In Hatikva people looked askance at the two adult men, a Jew and an Arab, who lived together. Every morning they would leave the house, Jabarin to his job and Rana to the streets. On warm evenings they would sit in the backyard over a cup of coffee. Rana prayed devoutly in the local synagogue, Sukkat Hashalom. Every Friday he would come to prayers and serve coffee and tea to everyone there.
Jabarin says he never saw his flatmate enticing minors. "I don't know if it's true. And if it was, then it wasn't in our house," he says in a whisper. "And even if he did what they say, you don't kill a man that way in the street."
After Rana's death, Jabarin left the apartment. The neighbors say crates of trash were removed from the two meager rooms. Jabarin says all Rana owned were a few religious texts that he donated to the synagogue after Rana's death. "Where else will you see such friendship between an Arab and a Jew?" he says, with a toothless smile.
Taking the law into his own hands
Here and there, according to his testimony, Levy saw Rana on the streets of Hatikva, but he never approached him, never came near him.
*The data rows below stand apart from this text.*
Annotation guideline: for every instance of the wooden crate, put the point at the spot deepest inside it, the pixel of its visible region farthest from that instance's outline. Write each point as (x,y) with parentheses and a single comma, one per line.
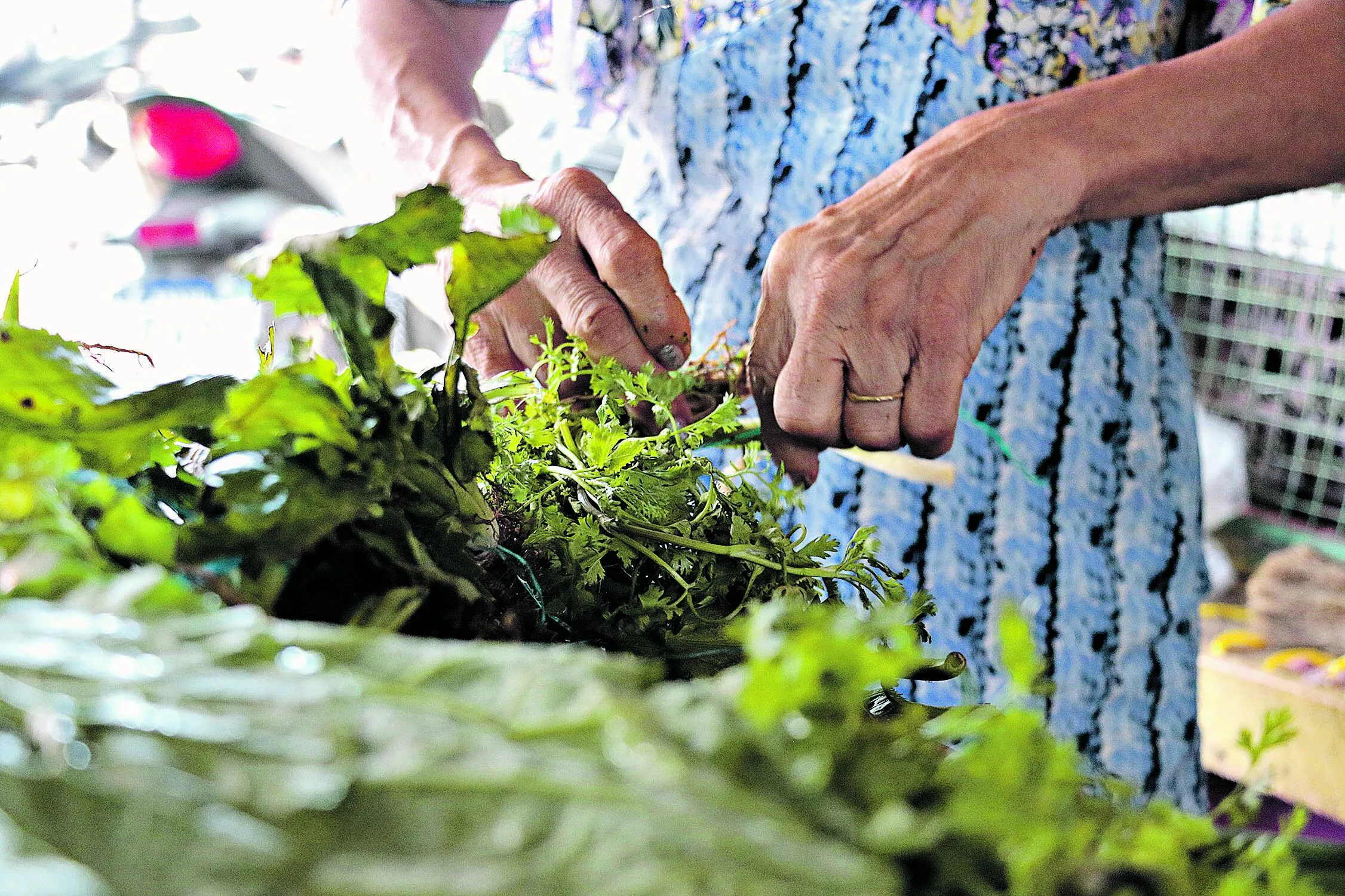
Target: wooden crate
(1236,692)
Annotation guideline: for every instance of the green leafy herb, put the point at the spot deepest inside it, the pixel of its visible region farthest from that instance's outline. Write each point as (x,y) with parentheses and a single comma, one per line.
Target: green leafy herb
(643,543)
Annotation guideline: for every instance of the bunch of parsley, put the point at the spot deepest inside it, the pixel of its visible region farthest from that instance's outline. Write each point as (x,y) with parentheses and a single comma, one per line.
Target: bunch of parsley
(345,495)
(644,543)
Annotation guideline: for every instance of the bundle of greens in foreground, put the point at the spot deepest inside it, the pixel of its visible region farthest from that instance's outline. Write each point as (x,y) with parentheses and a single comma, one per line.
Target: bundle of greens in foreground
(222,753)
(357,495)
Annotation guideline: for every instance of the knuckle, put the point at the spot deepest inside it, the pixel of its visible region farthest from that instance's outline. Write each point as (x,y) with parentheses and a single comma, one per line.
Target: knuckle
(598,318)
(801,421)
(630,250)
(872,441)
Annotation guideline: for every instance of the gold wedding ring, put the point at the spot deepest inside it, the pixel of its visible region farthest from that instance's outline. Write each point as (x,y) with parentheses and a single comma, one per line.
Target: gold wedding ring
(856,396)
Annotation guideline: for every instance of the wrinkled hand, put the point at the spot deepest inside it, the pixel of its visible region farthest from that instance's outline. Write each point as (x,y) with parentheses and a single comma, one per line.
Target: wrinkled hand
(893,291)
(603,281)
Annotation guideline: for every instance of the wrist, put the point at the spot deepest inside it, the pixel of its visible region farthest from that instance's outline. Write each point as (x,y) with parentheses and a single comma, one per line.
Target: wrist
(471,163)
(1047,132)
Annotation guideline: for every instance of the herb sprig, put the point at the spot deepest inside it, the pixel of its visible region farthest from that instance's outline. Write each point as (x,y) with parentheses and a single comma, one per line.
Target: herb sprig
(647,543)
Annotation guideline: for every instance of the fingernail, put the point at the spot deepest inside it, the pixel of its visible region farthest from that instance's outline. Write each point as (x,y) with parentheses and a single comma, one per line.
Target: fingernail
(671,356)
It should be noted that Rana was not convicted of sexually abusing Levy and that, during the trial, Judge Kabub did not find he was a criminal who had attacked Levy sexually. "I'm not intending to establish facts as to whether the deceased committed an indecent act against the accused during his childhood, or whether it was another sex offender ..." he wrote.
And yet, Kabub believes Levy's story of experiencing sexual abuse during his childhood. "The testimony of the accused was given in the courtroom with great emotion, his mouth trembled while he was telling his story, he spoke in choppy sentences, wiped his tears, so the court had the impression he really was talking about an unpleasant experience." In the decision he added: "In the opinion of Prof. Tiano, there is clear backing for the accused's story of being sexually attacked in childhood, and for the harsh results of this attack for years, beginning with his psychological deterioration at the age of 9 [which was supported by the accused's medical file] and ending with sudden and unexpected outbursts on the part of the accused as a result of the trauma he experienced in childhood."
At the conclusion of the sentencing, the judge found it difficult not to imply that Rana was the attacker in Levy's case. The judge found Levy's version of the sexual crimes he had experienced, which he described to the police and the court, "unsurprisingly similar" to the description in the indictment submitted in Rana's case, in which he was convicted of sexual crimes against a minor in his neighborhood.
Finally, he ruled: "This is an exceptional case of someone who behaved in a legitimate manner during the first stage of the incident, in order to prevent sexual harm to a child, but it continued with total loss of control on the part of the accused, resulting from anger, and primarily a desire to punish the deceased, in light of that same incident from decades ago that caused the accused many years of suffering." The State Prosecutor's Office was surprised by the leniency of the punishment, and intends to appeal.
Shmuel Levy agreed to be interviewed for this article, but because he is a new prisoner, the Israel Prison Service did not permit it. Last week, Levy left his detention cell in Abu Kabir for his new home as a working prisoner in Ramle Prison. He recently told acquaintances that his world had been destroyed in an instant. "I was apparently in the wrong place at the wrong time," he said.